For his part, Steve almost shared Barb’s fate as a season 1 casualty. “That was close,” Matt said of Steve’s would-be fate, a statement that makes sense within the character’s storyline. He’s introduced in the show as a flake, a cool kid with great hair and who seems to only have a superficial interest in Nancy, especially in contrast to the earnest outsider Jonathan Byers (Charlie Heaton).
Yet, by the end of the season, Steve got a stay of absence and for one reason. “We just fell in love with Joe Keery,” explained Matt. “But had we not liked Joe Keery, Steve would’ve been gone.” Thus Keery endeared himself to the Duffers and audiences alike, shaking off his popular kid status and winning over fans when Steve started hanging out with Dustin and the other nerds in season 2. However, the Duffers cited another, even more integral character as a potential victim.
“Hopper at the end of season 3. I think death grazed him,” Matt revealed. “There was a version where he perished at the end of 3. It’s been a while since we had those discussions, but I feel like he came the closest to dying.”

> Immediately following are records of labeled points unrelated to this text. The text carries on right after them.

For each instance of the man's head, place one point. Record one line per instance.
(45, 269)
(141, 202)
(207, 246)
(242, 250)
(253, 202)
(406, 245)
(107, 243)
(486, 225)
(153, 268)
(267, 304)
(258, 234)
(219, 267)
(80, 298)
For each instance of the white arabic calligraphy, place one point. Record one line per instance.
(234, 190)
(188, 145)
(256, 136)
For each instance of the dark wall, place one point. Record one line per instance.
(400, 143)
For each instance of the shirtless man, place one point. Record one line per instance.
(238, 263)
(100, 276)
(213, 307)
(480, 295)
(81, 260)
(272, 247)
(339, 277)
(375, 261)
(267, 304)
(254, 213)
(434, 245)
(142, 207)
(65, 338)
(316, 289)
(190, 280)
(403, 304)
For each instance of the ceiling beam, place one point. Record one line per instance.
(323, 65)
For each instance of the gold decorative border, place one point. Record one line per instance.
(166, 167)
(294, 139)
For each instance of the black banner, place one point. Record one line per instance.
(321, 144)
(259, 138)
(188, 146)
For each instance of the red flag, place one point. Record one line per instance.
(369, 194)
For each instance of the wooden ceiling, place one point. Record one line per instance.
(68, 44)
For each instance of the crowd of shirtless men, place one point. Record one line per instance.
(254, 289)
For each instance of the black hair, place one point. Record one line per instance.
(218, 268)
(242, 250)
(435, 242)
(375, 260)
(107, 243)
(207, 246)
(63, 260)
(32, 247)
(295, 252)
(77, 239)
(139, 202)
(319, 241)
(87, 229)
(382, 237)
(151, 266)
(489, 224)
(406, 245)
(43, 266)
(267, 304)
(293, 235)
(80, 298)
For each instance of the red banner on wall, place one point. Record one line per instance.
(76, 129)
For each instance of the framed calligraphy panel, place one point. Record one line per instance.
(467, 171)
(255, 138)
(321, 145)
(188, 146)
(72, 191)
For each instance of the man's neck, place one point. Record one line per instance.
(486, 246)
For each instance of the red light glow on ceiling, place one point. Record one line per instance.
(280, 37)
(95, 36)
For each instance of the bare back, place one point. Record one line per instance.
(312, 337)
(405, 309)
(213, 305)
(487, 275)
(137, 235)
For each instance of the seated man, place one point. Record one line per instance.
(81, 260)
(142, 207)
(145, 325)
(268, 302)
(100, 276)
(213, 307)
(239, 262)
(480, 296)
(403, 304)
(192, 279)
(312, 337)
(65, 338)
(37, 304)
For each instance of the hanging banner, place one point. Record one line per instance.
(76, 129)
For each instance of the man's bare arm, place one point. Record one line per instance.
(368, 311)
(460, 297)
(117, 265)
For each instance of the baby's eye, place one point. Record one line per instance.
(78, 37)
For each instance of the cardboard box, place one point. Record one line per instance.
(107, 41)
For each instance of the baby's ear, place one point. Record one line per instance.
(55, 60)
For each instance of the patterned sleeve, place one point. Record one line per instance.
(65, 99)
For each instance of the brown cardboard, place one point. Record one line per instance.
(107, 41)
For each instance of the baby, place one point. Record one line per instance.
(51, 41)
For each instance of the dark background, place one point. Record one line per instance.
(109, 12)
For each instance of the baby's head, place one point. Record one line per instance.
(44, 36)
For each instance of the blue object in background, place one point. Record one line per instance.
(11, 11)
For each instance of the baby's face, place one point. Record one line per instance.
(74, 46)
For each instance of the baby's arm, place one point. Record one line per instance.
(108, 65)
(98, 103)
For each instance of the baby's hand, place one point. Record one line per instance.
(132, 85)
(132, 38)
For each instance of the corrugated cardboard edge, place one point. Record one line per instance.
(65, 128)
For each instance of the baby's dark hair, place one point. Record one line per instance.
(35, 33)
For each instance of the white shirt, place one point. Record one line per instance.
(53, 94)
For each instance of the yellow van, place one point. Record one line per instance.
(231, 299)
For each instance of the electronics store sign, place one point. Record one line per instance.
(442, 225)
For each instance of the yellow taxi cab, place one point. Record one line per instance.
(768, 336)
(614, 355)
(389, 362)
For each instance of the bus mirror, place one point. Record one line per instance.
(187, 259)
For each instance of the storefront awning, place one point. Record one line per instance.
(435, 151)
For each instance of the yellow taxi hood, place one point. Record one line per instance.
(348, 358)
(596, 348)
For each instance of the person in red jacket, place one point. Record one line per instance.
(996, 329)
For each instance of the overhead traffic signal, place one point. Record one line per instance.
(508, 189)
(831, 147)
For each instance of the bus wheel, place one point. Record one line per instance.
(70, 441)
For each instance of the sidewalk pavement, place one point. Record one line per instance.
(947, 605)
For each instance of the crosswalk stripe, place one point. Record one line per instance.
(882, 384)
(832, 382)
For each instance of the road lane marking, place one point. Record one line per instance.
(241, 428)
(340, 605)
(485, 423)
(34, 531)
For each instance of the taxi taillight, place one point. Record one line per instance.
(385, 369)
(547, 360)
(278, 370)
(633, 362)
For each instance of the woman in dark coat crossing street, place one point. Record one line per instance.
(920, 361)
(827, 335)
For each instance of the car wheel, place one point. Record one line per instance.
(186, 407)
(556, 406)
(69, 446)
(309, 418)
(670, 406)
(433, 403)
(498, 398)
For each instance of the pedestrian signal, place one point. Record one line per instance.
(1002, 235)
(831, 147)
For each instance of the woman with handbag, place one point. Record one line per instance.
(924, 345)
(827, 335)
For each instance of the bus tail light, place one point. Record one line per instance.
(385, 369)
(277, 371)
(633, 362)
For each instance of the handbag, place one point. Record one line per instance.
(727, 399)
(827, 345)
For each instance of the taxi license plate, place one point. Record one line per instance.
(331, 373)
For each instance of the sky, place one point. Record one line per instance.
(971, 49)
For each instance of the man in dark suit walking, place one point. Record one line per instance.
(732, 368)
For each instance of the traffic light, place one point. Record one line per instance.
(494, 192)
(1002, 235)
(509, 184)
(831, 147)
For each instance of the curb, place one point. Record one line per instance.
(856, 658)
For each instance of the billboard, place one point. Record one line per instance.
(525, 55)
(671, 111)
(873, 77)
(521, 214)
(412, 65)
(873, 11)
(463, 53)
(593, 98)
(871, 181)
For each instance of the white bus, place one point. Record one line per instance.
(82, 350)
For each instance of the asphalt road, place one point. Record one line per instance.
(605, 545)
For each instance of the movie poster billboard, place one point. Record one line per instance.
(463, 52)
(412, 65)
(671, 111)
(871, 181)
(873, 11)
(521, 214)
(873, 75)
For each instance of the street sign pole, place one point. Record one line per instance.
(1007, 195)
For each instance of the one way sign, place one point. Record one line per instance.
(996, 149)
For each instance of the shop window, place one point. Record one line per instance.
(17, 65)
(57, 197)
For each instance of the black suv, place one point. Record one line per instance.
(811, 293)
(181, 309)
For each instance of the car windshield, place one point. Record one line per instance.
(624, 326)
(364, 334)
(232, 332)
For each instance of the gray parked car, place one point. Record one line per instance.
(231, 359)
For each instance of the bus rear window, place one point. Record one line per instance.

It certainly seemed like the Duffers punched Hopper’s ticket at the end of season 3. By that point, the character portrayed by David Harbour had established something of an equilibrium with his adopted daughter Eleven (Millie Bobby Brown), giving his story arc a natural end point. And given that run of episodes ended with him caught in an explosion in a secret Russian lab, it certainly seemed like the Duffers had finished him off.
Given all the misery that Hopper experiences as a captive in a Russian POW camp throughout the show’s fourth season, however, maybe it would have been better for him to have died in the explosion? It also wouldn’t have left him and Winona Ryder’s Joyce on a season-long boondoggle that year. But that’s the calculation the Duffers always face, weighing the surprise of a death with the loss of a beloved character.

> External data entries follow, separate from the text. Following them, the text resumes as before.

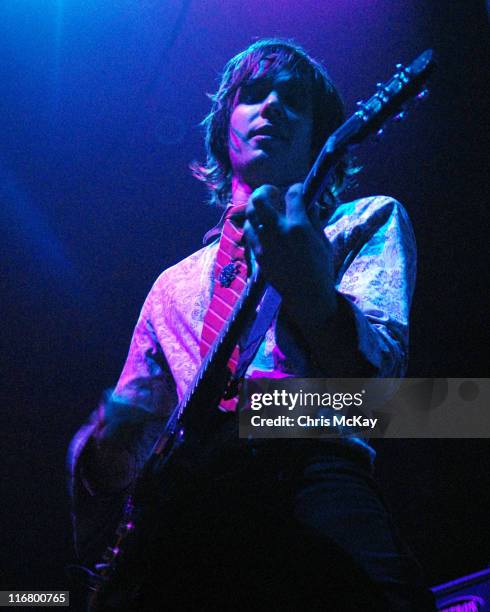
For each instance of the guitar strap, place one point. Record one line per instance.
(250, 344)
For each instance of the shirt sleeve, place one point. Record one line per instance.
(375, 284)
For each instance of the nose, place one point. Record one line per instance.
(272, 106)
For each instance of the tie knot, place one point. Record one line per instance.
(236, 214)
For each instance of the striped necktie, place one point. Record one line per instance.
(230, 278)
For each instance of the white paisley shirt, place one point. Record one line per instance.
(375, 264)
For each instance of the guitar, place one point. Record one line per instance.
(117, 579)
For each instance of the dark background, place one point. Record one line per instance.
(99, 116)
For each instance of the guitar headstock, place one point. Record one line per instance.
(388, 101)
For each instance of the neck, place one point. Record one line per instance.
(241, 191)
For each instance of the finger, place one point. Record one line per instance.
(295, 208)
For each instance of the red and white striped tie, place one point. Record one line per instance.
(230, 278)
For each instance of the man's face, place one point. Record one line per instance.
(270, 131)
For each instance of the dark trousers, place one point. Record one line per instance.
(284, 524)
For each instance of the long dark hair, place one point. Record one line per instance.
(328, 111)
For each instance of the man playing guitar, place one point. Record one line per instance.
(286, 523)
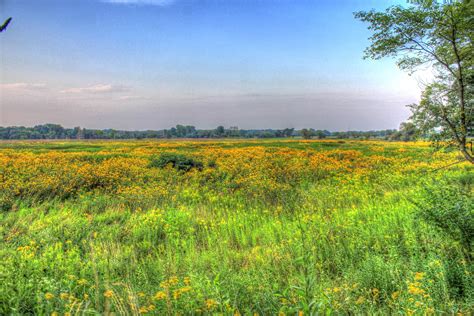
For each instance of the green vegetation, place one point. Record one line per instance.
(267, 226)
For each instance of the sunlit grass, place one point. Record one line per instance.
(266, 226)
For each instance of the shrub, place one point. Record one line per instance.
(449, 208)
(178, 161)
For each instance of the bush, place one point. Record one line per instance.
(178, 161)
(449, 207)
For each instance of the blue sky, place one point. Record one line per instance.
(150, 64)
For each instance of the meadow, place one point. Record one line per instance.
(265, 227)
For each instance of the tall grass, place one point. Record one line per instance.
(261, 227)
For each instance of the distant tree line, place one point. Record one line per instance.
(54, 131)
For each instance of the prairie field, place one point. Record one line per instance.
(234, 227)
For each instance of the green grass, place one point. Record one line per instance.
(316, 241)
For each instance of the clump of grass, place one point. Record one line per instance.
(178, 161)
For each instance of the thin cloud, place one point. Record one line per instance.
(96, 89)
(141, 2)
(22, 86)
(132, 97)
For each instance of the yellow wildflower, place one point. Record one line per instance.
(108, 293)
(49, 296)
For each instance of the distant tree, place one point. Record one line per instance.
(220, 131)
(4, 26)
(439, 35)
(288, 132)
(408, 131)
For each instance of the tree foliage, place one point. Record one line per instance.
(439, 36)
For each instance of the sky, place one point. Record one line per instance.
(152, 64)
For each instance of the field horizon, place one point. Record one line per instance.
(179, 226)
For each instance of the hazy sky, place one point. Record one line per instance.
(151, 64)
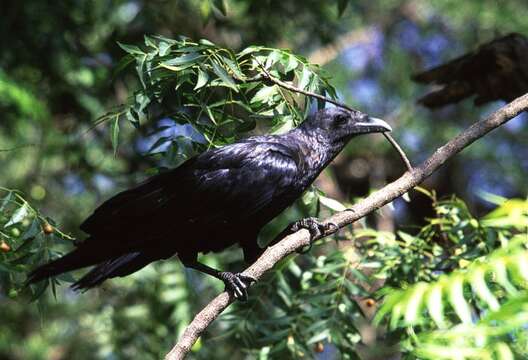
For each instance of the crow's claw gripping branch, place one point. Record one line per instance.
(237, 283)
(315, 227)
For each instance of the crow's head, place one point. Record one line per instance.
(338, 124)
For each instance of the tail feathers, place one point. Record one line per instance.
(119, 266)
(80, 257)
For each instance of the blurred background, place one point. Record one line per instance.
(57, 76)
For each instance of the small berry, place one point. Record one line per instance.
(48, 229)
(4, 247)
(319, 347)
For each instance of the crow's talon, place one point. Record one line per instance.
(315, 227)
(330, 225)
(237, 284)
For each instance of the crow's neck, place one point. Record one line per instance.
(316, 150)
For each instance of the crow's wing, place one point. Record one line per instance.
(241, 182)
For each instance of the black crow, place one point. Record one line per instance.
(497, 70)
(212, 201)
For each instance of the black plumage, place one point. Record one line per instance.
(218, 198)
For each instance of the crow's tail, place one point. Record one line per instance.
(119, 266)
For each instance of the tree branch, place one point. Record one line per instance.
(376, 200)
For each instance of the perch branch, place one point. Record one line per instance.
(301, 238)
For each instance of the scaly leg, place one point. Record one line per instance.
(237, 283)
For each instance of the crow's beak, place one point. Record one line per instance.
(372, 125)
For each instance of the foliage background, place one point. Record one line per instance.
(58, 75)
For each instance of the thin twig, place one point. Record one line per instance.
(287, 86)
(301, 238)
(396, 146)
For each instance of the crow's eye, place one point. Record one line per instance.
(341, 120)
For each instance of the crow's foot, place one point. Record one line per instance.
(237, 283)
(314, 226)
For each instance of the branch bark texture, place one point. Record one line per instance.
(300, 239)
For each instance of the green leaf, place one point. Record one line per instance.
(478, 283)
(181, 60)
(457, 300)
(224, 76)
(202, 80)
(220, 5)
(265, 94)
(114, 131)
(131, 49)
(19, 215)
(341, 6)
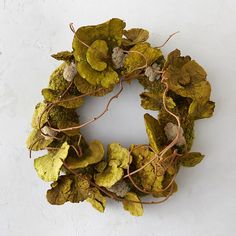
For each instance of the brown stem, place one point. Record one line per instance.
(167, 39)
(110, 194)
(95, 118)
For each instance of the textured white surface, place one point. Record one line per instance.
(31, 30)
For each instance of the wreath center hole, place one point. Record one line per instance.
(123, 123)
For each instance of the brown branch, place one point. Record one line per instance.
(95, 118)
(110, 194)
(167, 39)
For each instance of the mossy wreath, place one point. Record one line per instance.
(105, 56)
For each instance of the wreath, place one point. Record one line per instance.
(105, 56)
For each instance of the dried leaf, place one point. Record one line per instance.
(38, 112)
(107, 78)
(110, 31)
(141, 55)
(48, 166)
(97, 54)
(119, 154)
(109, 176)
(93, 154)
(97, 200)
(191, 159)
(188, 79)
(153, 101)
(135, 209)
(57, 81)
(93, 90)
(134, 36)
(36, 141)
(68, 188)
(155, 132)
(70, 101)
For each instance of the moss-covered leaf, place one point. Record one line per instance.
(119, 154)
(92, 90)
(188, 79)
(48, 166)
(36, 141)
(39, 115)
(97, 200)
(135, 208)
(94, 154)
(153, 101)
(68, 101)
(110, 31)
(68, 188)
(155, 132)
(111, 174)
(57, 81)
(191, 159)
(107, 78)
(134, 36)
(141, 55)
(96, 55)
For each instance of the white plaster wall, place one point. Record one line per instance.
(31, 30)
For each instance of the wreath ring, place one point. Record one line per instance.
(104, 56)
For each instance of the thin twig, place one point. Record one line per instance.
(95, 118)
(167, 39)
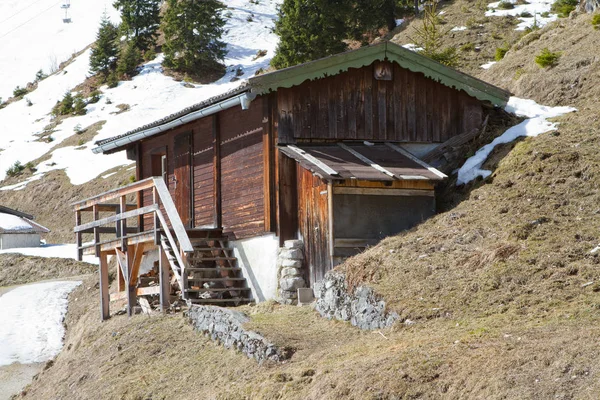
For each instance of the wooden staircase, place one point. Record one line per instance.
(212, 275)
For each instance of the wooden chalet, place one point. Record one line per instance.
(329, 152)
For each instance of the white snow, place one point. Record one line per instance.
(31, 330)
(13, 223)
(488, 65)
(412, 47)
(150, 95)
(51, 250)
(535, 125)
(535, 8)
(33, 36)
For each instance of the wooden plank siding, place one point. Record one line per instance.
(354, 105)
(242, 171)
(204, 182)
(313, 223)
(238, 164)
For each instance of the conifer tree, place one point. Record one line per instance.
(129, 59)
(193, 30)
(140, 20)
(310, 29)
(105, 50)
(367, 16)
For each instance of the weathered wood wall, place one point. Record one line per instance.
(204, 173)
(242, 170)
(313, 223)
(354, 105)
(226, 158)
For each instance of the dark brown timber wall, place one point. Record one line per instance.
(354, 105)
(242, 170)
(213, 164)
(313, 223)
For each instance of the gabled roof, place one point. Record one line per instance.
(293, 76)
(364, 56)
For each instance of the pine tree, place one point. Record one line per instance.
(367, 16)
(140, 20)
(310, 29)
(129, 59)
(105, 50)
(193, 29)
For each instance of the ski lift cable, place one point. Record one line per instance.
(30, 19)
(20, 11)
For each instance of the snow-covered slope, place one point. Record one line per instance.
(31, 330)
(150, 95)
(33, 36)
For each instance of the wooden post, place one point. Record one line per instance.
(123, 207)
(104, 296)
(96, 231)
(120, 275)
(217, 171)
(163, 275)
(131, 286)
(156, 219)
(78, 236)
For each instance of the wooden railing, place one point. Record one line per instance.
(125, 234)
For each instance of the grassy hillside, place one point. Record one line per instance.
(501, 290)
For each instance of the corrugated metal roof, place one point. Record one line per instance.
(371, 162)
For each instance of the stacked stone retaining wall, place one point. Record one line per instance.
(362, 308)
(226, 326)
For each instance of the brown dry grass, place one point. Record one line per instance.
(498, 285)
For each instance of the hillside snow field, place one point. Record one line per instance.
(148, 97)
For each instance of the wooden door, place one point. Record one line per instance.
(182, 189)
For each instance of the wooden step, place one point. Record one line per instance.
(230, 289)
(221, 279)
(210, 301)
(212, 249)
(197, 269)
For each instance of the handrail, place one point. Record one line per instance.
(162, 196)
(114, 193)
(173, 215)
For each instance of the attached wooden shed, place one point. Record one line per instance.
(330, 152)
(18, 229)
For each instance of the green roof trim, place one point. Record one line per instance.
(364, 56)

Even though the Duffers often consider killing a main character, they always put story concerns first. “What often holds us back is you have to talk about the repercussions,” explained Matt. “This is a total hypothetical: You kill Mike. It just makes the show rather depressing and bleak, and it becomes entirely about that. Even these more supporting characters like Eddie [Joseph Quinn] or Bob [Sean Astin] or Barb [Shannon Purser], of course, have really long-lasting repercussions on our characters.”
While that might have been enough to keep Steve and Hopper alive for now, all bets are off with the story coming to end this holiday season. Will some favorites fall? Or will demand for justice keep them alive, even after the credits roll?
Stranger Things season five debuts Nov. 26, 2025, on Netflix.